The reform and opening-up has prompted the Chinese economy to grow at high rates over decades, with a giant leap in per capita income and living standards, Lewis M. Ndichu, a researcher at Nairobi-based think tank Africa Policy Institute, told Xinhua.
The expert said he believes that during this year's "two sessions," there will be much deliberation concerning how to continue to expand opening up, lift market confidence and defuse major risks.
Noting that China's Ministry of Commerce has pledged to fully resume offline trade fairs and support Chinese enterprises to go global, among other policies, Koh Chin Yee, president of Singapore's South Seas Society, said that many business delegations of Chinese local governments have recently headed to Singapore in search of new opportunities for trade and investment, attesting to China's commitment to further strengthening foreign cooperation.
From holding such international fairs as China International Import Expo and Canton Fair and pushing forward free trade projects like the Hainan Free Trade Port, to joining multilateral mechanisms such as the Regional Comprehensive Economic Partnership ... China is opening its door wider, further expanding international cooperation and sharing its development dividends with the rest of the world.
From the perspective of an exporter, Nicolas Perinetti, export manager for Asia at Argentina's Casarena winery, noted that China's import categories have been increasing in parallel with the expansion of its economic openness.
Noting that products of agricultural trade between Argentina and China have extended from grains to fruits, meat, wine, etc., Perinetti believes the trade of goods with higher added value will help boost Argentina's economic development.
China's further opening-up in the new era has caught high attention from the international community, said Yuri Tavrovsky, a professor of the Russian University of Peoples' Friendship.
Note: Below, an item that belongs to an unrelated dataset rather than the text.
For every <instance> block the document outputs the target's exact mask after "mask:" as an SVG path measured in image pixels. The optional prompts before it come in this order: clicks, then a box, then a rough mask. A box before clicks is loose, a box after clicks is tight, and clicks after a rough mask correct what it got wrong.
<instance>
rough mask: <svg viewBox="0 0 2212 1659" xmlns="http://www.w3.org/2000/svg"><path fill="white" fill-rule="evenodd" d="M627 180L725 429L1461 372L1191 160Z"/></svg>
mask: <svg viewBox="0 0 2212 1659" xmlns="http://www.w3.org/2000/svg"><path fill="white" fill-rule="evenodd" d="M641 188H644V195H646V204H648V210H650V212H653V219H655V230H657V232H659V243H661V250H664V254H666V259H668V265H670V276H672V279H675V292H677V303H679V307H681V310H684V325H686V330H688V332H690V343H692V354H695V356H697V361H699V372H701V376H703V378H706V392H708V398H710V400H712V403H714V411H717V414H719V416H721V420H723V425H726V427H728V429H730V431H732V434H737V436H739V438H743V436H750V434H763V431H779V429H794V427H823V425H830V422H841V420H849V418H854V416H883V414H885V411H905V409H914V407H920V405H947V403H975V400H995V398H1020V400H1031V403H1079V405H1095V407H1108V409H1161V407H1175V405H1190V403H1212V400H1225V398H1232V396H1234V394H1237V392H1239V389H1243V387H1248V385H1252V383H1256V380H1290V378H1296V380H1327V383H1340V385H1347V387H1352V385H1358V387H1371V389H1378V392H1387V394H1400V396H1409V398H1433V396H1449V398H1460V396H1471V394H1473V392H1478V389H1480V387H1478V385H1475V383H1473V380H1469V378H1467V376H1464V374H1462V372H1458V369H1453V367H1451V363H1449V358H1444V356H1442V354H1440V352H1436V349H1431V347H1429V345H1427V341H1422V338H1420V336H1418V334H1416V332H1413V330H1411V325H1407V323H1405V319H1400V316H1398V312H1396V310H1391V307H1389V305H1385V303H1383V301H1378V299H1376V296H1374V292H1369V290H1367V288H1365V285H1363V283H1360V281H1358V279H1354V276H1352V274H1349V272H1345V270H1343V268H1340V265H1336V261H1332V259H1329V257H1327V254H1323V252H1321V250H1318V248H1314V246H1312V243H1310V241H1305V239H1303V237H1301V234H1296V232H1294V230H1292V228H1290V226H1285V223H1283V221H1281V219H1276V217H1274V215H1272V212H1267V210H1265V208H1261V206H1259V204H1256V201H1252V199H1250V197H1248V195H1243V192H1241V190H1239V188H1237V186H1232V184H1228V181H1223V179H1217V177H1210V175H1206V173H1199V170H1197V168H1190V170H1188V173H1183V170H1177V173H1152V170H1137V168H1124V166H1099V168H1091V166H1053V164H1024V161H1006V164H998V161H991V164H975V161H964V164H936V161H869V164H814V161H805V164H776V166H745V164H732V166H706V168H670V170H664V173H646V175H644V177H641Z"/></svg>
He has long been following China's development and published in 2017 the book One Belt, One Road: Traveling Westward.
Noting this year also marks the 10th anniversary of the Belt and Road Initiative (BRI), Tavrovsky said how the initiative will foster common development of the partner countries is also an interesting topic to which he has paid much heed.
Over the past decade, China has signed Belt and Road cooperation agreements with 151 countries and 32 international organizations in the principles of extensive consultation, joint contribution and shared benefits.
Take Uzbekistan, one of the first countries joining the BRI. It has collaborated with China in multiple major projects such as the China-Central Asia Gas Pipeline and the Qamchiq Tunnel on the Angren-Pap railway line.
The initiative acts as a crucial venue to consolidate cooperation through infrastructure connecting land and sea; simultaneously, it is becoming an important platform for global economic growth, said Azamat Seitov, a scholar of Uzbekistan's University of World Economy and Diplomacy, who hopes that new measures to be declared at the "two sessions" will bring new opportunities to expand cooperation between the two countries.